Il cammino di formazione della libertà e dell’accoglienza passa attraverso il confronto con la dipendenza. Il giovane chiamato alla vita religiosa cresce nella sua libertà quando fa l’esperienza di voler dipendere non dall’imposizione di un altro, ma precisamente dalla sua libera scelta della carità verso i fratelli e dell’amore verso Dio. Spesso la carità diventa impegno esigente e quotidiano, e insieme anche consolante e dolce, capace di spingere lontano da se stessi e molto vicino all’amore senza limiti di Dio. Così è anche l’obbedienza all’amore del Padre: esigente e quotidiana, piena di consolazione e di fascino, capace di rivelare orizzonti molto più ampli del ristretto ambito della propria presunta indipendenza fino a mettere in relazione con l’amore di Dio. L’esperienza della libertà che accoglie come buona per la vita l’obbedienza all’amore è esperienza di libertà vera.

Potremmo chiudere questo intervento come lo abbiamo iniziato: parlando del moto perpetuo della VC. In realtà esso si è rivelato nella sua attualità e potenzialità proprio parlando del voto di obbedienza.

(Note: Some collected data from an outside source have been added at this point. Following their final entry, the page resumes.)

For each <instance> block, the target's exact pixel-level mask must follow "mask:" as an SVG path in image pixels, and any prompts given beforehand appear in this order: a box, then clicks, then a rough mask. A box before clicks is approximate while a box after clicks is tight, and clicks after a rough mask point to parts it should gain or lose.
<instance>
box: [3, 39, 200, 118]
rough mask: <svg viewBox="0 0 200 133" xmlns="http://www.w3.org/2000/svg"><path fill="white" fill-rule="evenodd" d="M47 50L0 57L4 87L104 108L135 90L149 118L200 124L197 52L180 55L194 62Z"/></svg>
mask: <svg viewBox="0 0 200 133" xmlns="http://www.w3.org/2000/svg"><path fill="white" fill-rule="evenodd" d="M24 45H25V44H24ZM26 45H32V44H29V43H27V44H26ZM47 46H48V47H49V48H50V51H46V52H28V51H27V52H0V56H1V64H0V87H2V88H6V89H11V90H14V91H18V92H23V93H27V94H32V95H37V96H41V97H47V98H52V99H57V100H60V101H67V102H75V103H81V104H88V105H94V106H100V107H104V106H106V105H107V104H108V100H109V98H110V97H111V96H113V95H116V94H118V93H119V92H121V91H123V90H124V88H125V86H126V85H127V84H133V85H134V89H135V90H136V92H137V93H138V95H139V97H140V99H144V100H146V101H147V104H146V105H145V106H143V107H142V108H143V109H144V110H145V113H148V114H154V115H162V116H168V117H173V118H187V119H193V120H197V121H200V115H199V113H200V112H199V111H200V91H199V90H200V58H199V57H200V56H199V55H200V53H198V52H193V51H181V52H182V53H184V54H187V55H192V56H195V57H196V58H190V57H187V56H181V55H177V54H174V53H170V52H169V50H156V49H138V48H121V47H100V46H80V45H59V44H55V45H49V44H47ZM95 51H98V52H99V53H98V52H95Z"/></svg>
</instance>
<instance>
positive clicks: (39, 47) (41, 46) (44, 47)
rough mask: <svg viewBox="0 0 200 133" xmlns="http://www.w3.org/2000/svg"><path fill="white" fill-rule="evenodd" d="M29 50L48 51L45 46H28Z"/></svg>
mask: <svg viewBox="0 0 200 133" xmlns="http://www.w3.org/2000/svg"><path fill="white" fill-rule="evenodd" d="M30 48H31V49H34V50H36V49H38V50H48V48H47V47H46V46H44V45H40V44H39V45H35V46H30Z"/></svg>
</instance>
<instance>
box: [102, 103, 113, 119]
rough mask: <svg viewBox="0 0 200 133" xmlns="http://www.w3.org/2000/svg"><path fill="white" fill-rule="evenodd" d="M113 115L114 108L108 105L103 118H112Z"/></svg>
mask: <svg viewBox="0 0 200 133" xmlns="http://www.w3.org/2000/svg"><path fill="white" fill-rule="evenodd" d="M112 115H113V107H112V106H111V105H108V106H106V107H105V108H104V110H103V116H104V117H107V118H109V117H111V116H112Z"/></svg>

Continuiamo a credere e evidenziare che la VC è santuario dell’incontro tra amore di Dio e quanto esiste di più autenticamente umano, come la libertà e l’amore espressi nel consiglio evangelico dell’obbedienza. Da questo incontro fluisce un percorso virtuoso, frutto dello Spirito, che vivifica la Chiesa e la rende oggi attenta alla chiamata del suo Dio, accogliente verso gli uomini e coraggiosa nell’essere “buon segno”dei tempi. Un percorso virtuoso ricco di tensione verso l’autentica esperienza di Dio e la piena maturità umana che la VC custodisce come esperienza di obbedienza e tesoro di amore e libertà. Alla ricchezza di questo tesoro è necessario continuare ad accostare le giovani generazioni, perché non manchi mai alla sua Chiesa la manifestazione viva dell’amore di Cristo verso il Padre e della libertà che è frutto dello Spirito.

 

 

 

 

 

Note

[1] GIOVANNI PAOLO II, Vita consecrata. Esortazione apostolica postsinodale, 1996, n. 20. In seguito l’Esortazione verrà citata semplicemente con la sigla VC seguita dal numero cui il testo si riferisce.

[2] VC, 21.

[3] Ivi.

[4] VC, 91.

[5] Ivi.

[6] VC, 92.

[7] Ivi.

[8] A. CENCINI, Formare alla libertà, in Testimoni, 10/1996.

[9] Cfr. A. CENCINI, Ivi.1

[10] VC, 65. 

[11] Ivi.

[12] A. CENCINI, Liberi nel cuore, in Testimoni, 8/1997.